The reason I have given is enough to answer the claim for exemption. But, even if the word "charitable" in the bequest were to receive a narrow meaning, its so-called popular meaning, I do not think that the bequest would be brought within the boundaries of the exemption. What exactly are the limits of the popular meaning of "charitable" is by no means clear: See Hobart Savings Bank and Launceston Bank for Savings v. Federal Commissioner of Taxation[5]. But I cannot see how any meaning could be placed upon the phrase "charitable causes" narrow enough to confine the bequest to the institutions and purposes mentioned in sub-sec. 5 of sec. 8. I cannot accept the view that the final words of that sub-section, viz., "for the relief of persons in necessitous circumstances in Australia" are not governed by the words "established and maintained for the purpose of providing money." It was disposed of, in my opinion, by Public Trustee (N.S.W.) v. Federal Commissioner of Taxation[6].

The question in the case stated should be answered: Yes. The costs should be costs in the appeal.

McTiernan J.

I agree that the question in the stated case should be answered: Yes.

The appellant claims that the balance of the residue of the estate is exempt from estate duty under sec. 8 (5) of the Estate Duty Assessment Act 1914-1928 because it is given either to a public benevolent institution in Australia or for the relief of persons in necessitous circumstances. In my opinion, the objects upon which the testator has empowered his trustees to expend the balance of the residue of his estate are too wide to come within the exemption. Even if the word "charitable" should be read in the context of the will as synonymous with eleemosynary, as the appellant contends, it is clear that the trustees have a discretion to apply the balance of the residue to objects wider than those comprehended by the term "public benevolent institution." It will be observed that causes as well as institutions come within the scope of the trustees' discretion; and this is enough to deprive the gift of the benefit of the exemption which is limited to a public benevolent institution. Nor can the gift of the balance of the residue be held to be exempt from estate duty as one made for the relief of persons in necessitous circumstances. One reason is that the gift is not made to a fund established and maintained for that purpose. The case of Public Trustee (N.S.W.) v. Federal Commissioner of Taxation[7] decides that the concluding words of sec. 8 (5) are attached to the words "to a fund established and maintained." In the instant case the gift is not made to any fund established or maintained for that purpose.

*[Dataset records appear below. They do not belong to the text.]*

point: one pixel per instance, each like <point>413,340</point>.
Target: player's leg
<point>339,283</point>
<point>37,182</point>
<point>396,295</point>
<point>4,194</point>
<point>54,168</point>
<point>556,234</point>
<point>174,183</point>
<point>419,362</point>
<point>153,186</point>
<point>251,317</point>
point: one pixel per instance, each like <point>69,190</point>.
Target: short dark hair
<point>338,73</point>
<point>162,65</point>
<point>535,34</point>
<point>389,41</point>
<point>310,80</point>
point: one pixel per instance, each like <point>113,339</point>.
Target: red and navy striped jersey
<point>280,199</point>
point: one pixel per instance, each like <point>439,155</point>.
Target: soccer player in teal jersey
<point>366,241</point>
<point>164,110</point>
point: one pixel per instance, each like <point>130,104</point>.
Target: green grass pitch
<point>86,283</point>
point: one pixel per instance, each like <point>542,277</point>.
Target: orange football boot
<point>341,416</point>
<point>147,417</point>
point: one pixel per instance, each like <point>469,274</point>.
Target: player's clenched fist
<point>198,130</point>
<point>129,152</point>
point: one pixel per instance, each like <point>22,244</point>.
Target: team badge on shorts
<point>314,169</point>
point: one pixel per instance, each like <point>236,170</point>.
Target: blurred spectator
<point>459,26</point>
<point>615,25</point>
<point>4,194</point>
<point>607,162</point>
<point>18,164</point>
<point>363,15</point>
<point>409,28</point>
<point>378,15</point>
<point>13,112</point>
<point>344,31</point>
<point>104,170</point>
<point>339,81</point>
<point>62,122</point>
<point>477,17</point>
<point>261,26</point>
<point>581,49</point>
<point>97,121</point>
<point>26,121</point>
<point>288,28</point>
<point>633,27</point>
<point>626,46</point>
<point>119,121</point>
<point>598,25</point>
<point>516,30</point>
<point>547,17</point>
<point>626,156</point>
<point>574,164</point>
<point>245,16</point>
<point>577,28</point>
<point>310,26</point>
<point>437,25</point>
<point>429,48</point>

Question in the case answered: Yes. Costs of case to be costs in the appeal. Case remitted to Latham C.J.

Solicitors for the appellant, Joske & Burbidge.

Solicitors for the respondent, H. F. E. Whitlam, Crown Solicitor for the Commonwealth.

[1] [1931] HCA 20; (1931) 45 C.L.R. 224.

[2] (1926) A.C. 128.

[3] [1931] HCA 20; (1931) 45 C.L.R. 224, at p. 232.

[4] [1934] HCA 10; (1934) 51 C.L.R. 75.

[5] [1930] HCA 11; (1930) 43 C.L.R. 364, at pp. 372, 373, 374.

[6] [1934] HCA 10; (1934) 51 C.L.R. 75.

[7] [1934] HCA 10; (1934) 51 C.L.R. 75.